Doctrine

Doctrine

We must train Christians and even ourselves to know—and to defend—the law of God in all its fullness. But we must also understand how the indicatives of God’s Word ground and inform those imperatives, lest the message that we bring to a dying world not be as compelling or beautiful as it ought to be.

Given the intensity of the unfolding ethical crisis in the Western world today, the church must redouble its efforts to learn doctrine. We, of course, must continue to encourage Christians to live out the Christian life and to speak out in favor of God’s gift of marriage and God’s creation of men and women in His image. We must thoughtfully address the sad fact that public knowledge of the chief end of man is systematically suppressed in a world where people are assaulted, aborted, and consumed with fine food, junk food, more sex, better screens, free drugs, and worldly dreams. But we especially need doctrine.

J. Gresham Machen wrote his classic book a century ago when the church was facing, among other things, enormous ethical challenges, some of them greater than he himself could conceive. In his day, ministers posing as prophets insisted that the real task of the church was to address the urgent need for improved democracy, civility, and moral reform. He himself insisted that a faithful church, especially a church in crisis, must believe and teach doctrine.

But why doctrine? Before and since Machen’s day, the church, especially in the face of social turmoil and ethical ambiguity, has often been tempted with tastier-looking options than Christian doctrine. Some teachers insist that the church has no creed but the Bible. People in the pew have no need for doctrinal excess and the subtlety of seventeenth-century confessions or catechisms. This has a certain plausibility.
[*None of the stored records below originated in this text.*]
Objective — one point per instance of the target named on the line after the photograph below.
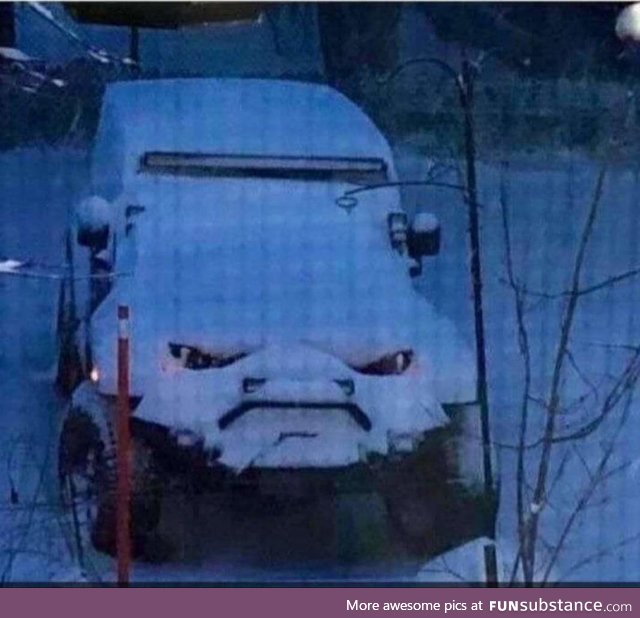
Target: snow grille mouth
(240, 410)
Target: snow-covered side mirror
(424, 236)
(93, 222)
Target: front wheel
(87, 472)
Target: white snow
(10, 266)
(12, 53)
(628, 23)
(226, 116)
(425, 222)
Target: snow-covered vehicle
(277, 339)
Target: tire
(434, 497)
(87, 472)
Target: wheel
(87, 472)
(435, 498)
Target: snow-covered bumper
(283, 408)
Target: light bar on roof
(258, 165)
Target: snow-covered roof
(229, 116)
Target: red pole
(123, 534)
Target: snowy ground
(547, 200)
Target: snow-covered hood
(235, 266)
(305, 408)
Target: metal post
(466, 91)
(123, 534)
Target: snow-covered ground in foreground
(547, 202)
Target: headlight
(191, 357)
(391, 364)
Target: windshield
(342, 169)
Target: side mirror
(424, 236)
(93, 222)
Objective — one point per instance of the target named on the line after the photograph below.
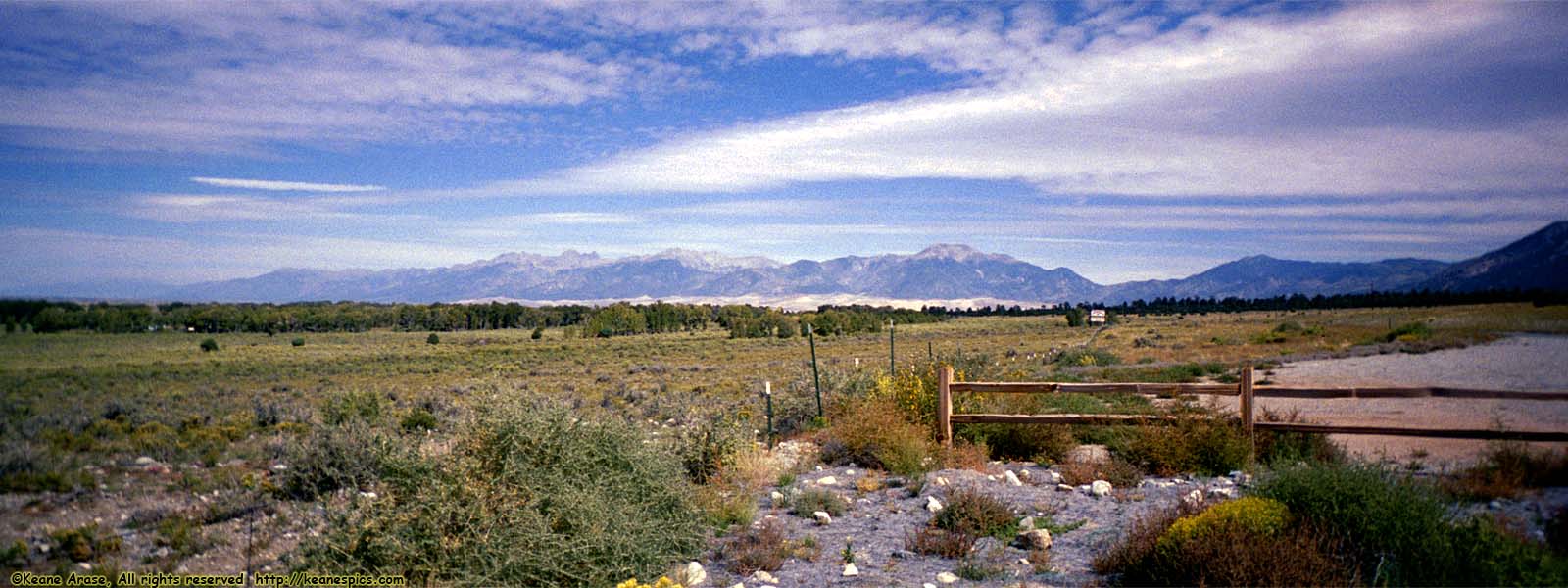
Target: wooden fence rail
(1247, 394)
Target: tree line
(621, 318)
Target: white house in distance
(1097, 316)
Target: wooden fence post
(1249, 402)
(945, 407)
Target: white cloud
(1131, 117)
(278, 185)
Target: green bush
(1251, 514)
(1408, 333)
(419, 419)
(529, 496)
(333, 459)
(1400, 533)
(815, 499)
(1191, 446)
(1397, 524)
(1087, 357)
(977, 514)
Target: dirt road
(1521, 363)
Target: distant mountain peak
(956, 251)
(710, 261)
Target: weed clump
(529, 494)
(815, 499)
(333, 459)
(1507, 469)
(977, 514)
(874, 433)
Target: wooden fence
(1247, 394)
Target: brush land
(146, 452)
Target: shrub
(1250, 514)
(85, 543)
(710, 444)
(333, 459)
(352, 407)
(976, 514)
(1244, 545)
(874, 433)
(1393, 522)
(938, 541)
(1509, 469)
(419, 419)
(762, 548)
(1194, 444)
(1408, 333)
(1492, 556)
(1118, 472)
(1087, 357)
(530, 496)
(815, 499)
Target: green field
(80, 408)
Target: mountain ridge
(938, 271)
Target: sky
(185, 141)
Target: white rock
(1194, 499)
(764, 577)
(1100, 488)
(1037, 538)
(695, 574)
(1089, 455)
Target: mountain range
(935, 274)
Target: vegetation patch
(502, 509)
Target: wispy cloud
(279, 185)
(1204, 109)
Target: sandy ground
(1521, 363)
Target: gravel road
(1520, 363)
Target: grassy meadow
(78, 410)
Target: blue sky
(192, 141)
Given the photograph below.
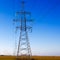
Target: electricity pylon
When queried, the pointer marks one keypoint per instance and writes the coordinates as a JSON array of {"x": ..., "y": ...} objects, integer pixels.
[{"x": 24, "y": 48}]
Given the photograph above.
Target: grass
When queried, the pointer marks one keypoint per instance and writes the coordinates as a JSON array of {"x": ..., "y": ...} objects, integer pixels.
[{"x": 33, "y": 57}]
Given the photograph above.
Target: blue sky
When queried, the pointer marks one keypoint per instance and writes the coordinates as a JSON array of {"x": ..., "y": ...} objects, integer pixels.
[{"x": 45, "y": 38}]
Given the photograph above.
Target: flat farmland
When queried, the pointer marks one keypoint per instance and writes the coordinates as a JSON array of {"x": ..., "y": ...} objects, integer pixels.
[{"x": 33, "y": 57}]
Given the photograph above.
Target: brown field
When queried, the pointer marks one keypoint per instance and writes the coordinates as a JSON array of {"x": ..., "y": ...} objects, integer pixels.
[{"x": 33, "y": 57}]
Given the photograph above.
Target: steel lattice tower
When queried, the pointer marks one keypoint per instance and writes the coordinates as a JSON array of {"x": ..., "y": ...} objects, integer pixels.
[{"x": 23, "y": 44}]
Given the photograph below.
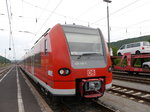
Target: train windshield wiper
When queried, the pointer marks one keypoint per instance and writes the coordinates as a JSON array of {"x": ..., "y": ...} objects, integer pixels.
[{"x": 80, "y": 54}]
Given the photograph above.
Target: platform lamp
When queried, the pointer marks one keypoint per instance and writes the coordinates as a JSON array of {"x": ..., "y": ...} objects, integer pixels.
[{"x": 108, "y": 1}]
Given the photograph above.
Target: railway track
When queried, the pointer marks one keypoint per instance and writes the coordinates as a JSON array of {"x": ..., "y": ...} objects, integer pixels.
[
  {"x": 86, "y": 105},
  {"x": 71, "y": 104},
  {"x": 131, "y": 93},
  {"x": 3, "y": 71},
  {"x": 132, "y": 79}
]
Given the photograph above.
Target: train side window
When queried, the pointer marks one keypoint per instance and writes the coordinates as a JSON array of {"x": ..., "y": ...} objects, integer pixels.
[{"x": 45, "y": 46}]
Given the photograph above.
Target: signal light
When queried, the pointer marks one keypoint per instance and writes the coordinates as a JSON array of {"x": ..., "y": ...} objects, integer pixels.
[{"x": 64, "y": 71}]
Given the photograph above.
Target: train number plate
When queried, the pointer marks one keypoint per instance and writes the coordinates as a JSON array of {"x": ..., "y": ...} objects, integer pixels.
[{"x": 91, "y": 72}]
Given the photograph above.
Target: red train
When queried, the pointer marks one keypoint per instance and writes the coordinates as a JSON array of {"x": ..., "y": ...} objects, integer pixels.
[{"x": 70, "y": 60}]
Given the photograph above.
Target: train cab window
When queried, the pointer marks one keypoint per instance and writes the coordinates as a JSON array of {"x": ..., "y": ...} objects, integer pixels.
[
  {"x": 45, "y": 47},
  {"x": 122, "y": 47}
]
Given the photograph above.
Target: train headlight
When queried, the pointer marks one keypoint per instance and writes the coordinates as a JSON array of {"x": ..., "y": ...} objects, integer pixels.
[
  {"x": 109, "y": 69},
  {"x": 93, "y": 86},
  {"x": 64, "y": 71}
]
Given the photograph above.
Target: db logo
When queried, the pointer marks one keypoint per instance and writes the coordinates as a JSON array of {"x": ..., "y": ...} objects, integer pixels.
[{"x": 91, "y": 72}]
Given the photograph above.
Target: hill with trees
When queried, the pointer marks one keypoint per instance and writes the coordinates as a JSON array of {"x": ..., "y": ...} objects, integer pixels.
[{"x": 116, "y": 45}]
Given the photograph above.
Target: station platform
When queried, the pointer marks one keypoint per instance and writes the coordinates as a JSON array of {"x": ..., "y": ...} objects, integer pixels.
[{"x": 15, "y": 95}]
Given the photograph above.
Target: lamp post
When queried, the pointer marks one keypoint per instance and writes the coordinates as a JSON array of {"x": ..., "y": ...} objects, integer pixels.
[{"x": 108, "y": 1}]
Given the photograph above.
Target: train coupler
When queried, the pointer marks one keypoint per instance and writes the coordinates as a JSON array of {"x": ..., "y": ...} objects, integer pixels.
[{"x": 92, "y": 88}]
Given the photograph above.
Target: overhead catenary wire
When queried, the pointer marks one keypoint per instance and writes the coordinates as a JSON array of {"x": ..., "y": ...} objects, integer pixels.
[
  {"x": 56, "y": 13},
  {"x": 48, "y": 17},
  {"x": 10, "y": 28},
  {"x": 120, "y": 9}
]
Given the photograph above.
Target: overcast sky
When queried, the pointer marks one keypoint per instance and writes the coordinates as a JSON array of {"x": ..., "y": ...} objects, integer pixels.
[{"x": 30, "y": 18}]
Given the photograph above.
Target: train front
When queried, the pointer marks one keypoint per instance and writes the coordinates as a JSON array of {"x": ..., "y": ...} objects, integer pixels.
[{"x": 82, "y": 64}]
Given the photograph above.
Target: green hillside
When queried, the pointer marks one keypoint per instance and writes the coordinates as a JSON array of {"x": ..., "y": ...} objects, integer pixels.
[
  {"x": 116, "y": 45},
  {"x": 4, "y": 60}
]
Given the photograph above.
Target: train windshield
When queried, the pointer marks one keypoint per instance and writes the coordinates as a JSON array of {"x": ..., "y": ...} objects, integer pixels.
[{"x": 85, "y": 44}]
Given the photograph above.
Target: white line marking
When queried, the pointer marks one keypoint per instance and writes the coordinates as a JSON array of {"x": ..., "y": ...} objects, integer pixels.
[
  {"x": 5, "y": 75},
  {"x": 20, "y": 101}
]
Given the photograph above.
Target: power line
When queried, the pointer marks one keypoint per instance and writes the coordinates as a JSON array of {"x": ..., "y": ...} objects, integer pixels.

And as Machen says, speaking of the common man in the pew, “Since it has never occurred to him to attend to the subtleties of the theologians, he has that comfortable feeling which always comes to the churchgoer when someone else’s sins are being attacked.” But as Machen explains, after one hears about the dead orthodoxy of the creeds or the Puritans, and then turns to read the Westminster Confession of Faith or John Bunyan’s The Pilgrim’s Progress, “one has turned from shallow modern phrases to a ‘dead orthodoxy’ that is pulsating with life in every word.” What is more, Machen points out, under the guise of critiquing crusty old confessions, those opposed to doctrine are often opposing the Bible and its most basic teachings. And, we might add, those teachers most opposed to doctrine often set themselves up as the standard to follow.

Machen was principally dealing with people who had devious motives for opposing doctrine. They claimed to oppose doctrine in general because it was easier to sell than the honest admission that they had problems with some doctrines in particular: the virgin birth of Christ, His bodily resurrection, and more. But others have opposed doctrine because they are trying to follow Jesus, and Jesus Himself “just told stories.” Some scholars have added that this is the main approach of the whole Bible: it presents narrative and poetry, not systematic theology. Certainly narrative—or better, history—is important for Christians. We have a historical religion: Jesus taught this in the way that He spoke about the Old Testament; early Christians valued this, as we can see in Luke’s explanation of his own research; and the Apostle Paul announced this when he reminded the Corinthians of the historicity of Christ’s life, death, and resurrection (1 Cor. 15:1–8).